Now a new app developer hopes to take what worked for Uber, and use it to develop a smarter, smarter intercity transit network – one that will eliminate our dependence on cars altogether.
Innovators in the field hope the rewards will outpace the pitfalls as they try to regain momentum and build on the success of Transportation Network Company (TNC) Uber.
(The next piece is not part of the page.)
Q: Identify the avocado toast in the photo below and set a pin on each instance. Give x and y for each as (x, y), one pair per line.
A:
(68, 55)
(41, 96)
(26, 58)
The app – called RIDEHOOP, short for Republico of Mobility – was revealed by Silicon Valley company BX Lab on Friday at a Mobile Summit in Washington DC.
The app, designed for drivers and passengers, reportedly combines the tools of Uber and Lyft to provide more tailored, seamless experiences.
It is currently being developed by BX Lab, a new company launched by Facebook veteran-turned-investor Ben Horowitz, and a number of ex-Googlers. It has raised $5 million in seed funding from private investors and investors from within the tech community.
Drivers can use the app to find customers (from nearby suburbs) and schedule trips directly, taking less time and stress out of navigating a city.
If a location is not within walking distance, the rider can call a number to arrange pickup, which will include the user’s own phone number.
What the app lacks is a no-fee ride option. This is a key differentiator from Lyft and Uber, and a way to “move the industry towards more consistent ownership”, according to Horowitz.
The app itself is available for download, and it’s a solid working prototype. For a closer look, we’ve reviewed it and found it functional and intuitive to use.
The app is slick and user-friendly – rides offered in the early moments are on route and predictable. Also, it’s secure, with a user’s personal information encrypted once they sign up.
But users should keep in mind the app is a prototype, and plenty of things could change between now and the launch of Republico of Mobility. We think it’s attractive, but it’s not perfect.
In particular, Republico of Mobility must address the problem of insurance – RIDEHOOP uses its own insurance company, but you have to remember drivers are contractually required to insure their rides with a third party insurer.
Also, many TNC’s already have access to digital maps and data-sharing platforms like Waze, which will be instrumental to making the project work.
RIDEHOOP hopes to use the GPS technology in cars to deliver this information to the app – like “fast lane lapping” in a car – with the hopes of making driving simpler and more intuitive.
Existing car-free programs for seniors like Ford GoBike and Spot on the Park in New York City already utilise similar technology.
No specific date has been set for the launch of Republico of Mobility, but Horowitz, who has also invested in the transportation startups Getaround and Uncuffing, told Fortune the app may go live in summer 2019.